Las voces de aquellos que no dejan de morir
La relación de Ligotti con el género de terror es compleja. Robert Bee ha escrito que en su obra los asuntos metafísicos y los cuestionamientos sobre la naturaleza de la realidad ocupan el lugar que en otros autores tienen los hombres lobo, los vampiros, las escenas sangrientas o monstruos diversos. Lovecraft es su predecesor más claro, pero de él heredó preocupaciones cósmicas y existenciales antes que dioses primigenios (aunque en relatos como “La secta del idiota” –Canciones de un soñador muerto– hay claras referencias a los mitos de Cthulhu y Azathoth).
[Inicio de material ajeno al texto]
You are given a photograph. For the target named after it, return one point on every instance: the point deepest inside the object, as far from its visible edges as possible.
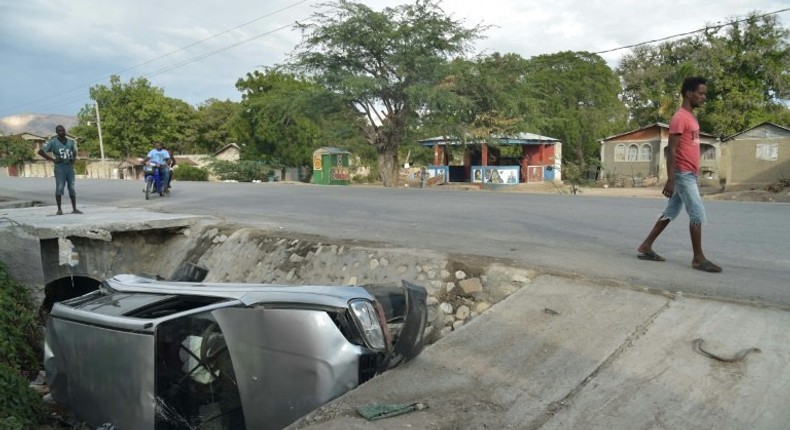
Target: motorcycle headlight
(368, 322)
Su relato más abiertamente en deuda con Lovecraft es “La última fiesta de Arlequín” (Grimscribe), una reescritura de La sombra sobre Innsmouth (posteriormente Michael Chabon reelaboraría ambas historias en “El Dios de risa oscura”) en la que se conservan aspectos de la trama y del profundo asco existencial del narrador y protagonista pero se dejan de lado los “profundos”, la raza anfibia alrededor de la cual gira la narración de Lovecraft.
Fuera de Lovecraft, las influencias de Thomas Ligotti dentro del género son contadas: Poe, Machen, M.R. James. Es más común que admita como influencias a autores como Bruno Schulz, en cuyos relatos dice haberse inspirado para “El ángel de la señora Rinaldi” (Noctuario), o William Burroughs, en cuyos escritos se basa “The Nightmare Network” (el único de los relatos mencionados en este informe que hasta ahora no ha sido traducido al español). Su relación con obras de otros medios, como el cine, es también compleja. En una entrevista menciona lo tremendamente estimulantes que fueron los fotogramas de El gabinete del Dr. Caligari que encontró en una revista y lo decepcionante que fue ver la película tiempo después. En sus escasas intervenciones “públicas”, casi todas entrevistas vía correo electrónico publicadas en revistas minoritarias, habla sólo sobre unas cuantas cintas a las que considera sus favoritas: La cosa del otro mundo, El exorcista, Alien. Mención aparte merece el programa televisivo Los expedientes secretos X, para el cual escribió un capítulo de manera amateur, sin intenciones ( y sin posibilidades, realmente) de filmarlo. “Crampton” no desentona con los capítulos más grotescos y oscuramente cómicos de la serie, como los escritos por Darin Morgan (“José Chung’s from Outer Space”, “Guerra de los coprófagos”, “Humbug”), aunque también los más formalmente creativos (“Prometeo posmoderno”, una reinterpretación cómica de Frankenstein en blanco y negro que incluye un cameo de Cher) y los más abiertamente grotescos (como el infame “Familia”, emitido únicamente durante la transmisión original y después completamente censurado).
Para Thomas Ligotti, como para Nabokov, la literatura es principalmente entretenimiento, aunque cabe decir que es uno sumamente sofisticado. Ciertamente no la considera una distracción al mismo nivel de una película popular, que es un tanto más banal o menos exigente en términos de apreciación. La literatura, para él, sirve como un pasatiempo entre otros mientras esperamos la muerte. Incluso ha llegado a teorizar un posible sustituto psicofarmacológico: es posible que si consumimos los químicos adecuados ya no necesitemos a la literatura como paliativo. Podríamos vegetar o, mejor y más ligottianamente, devenir objetos inanimados. Resulta difícil establecer con cuánta seriedad dice esto.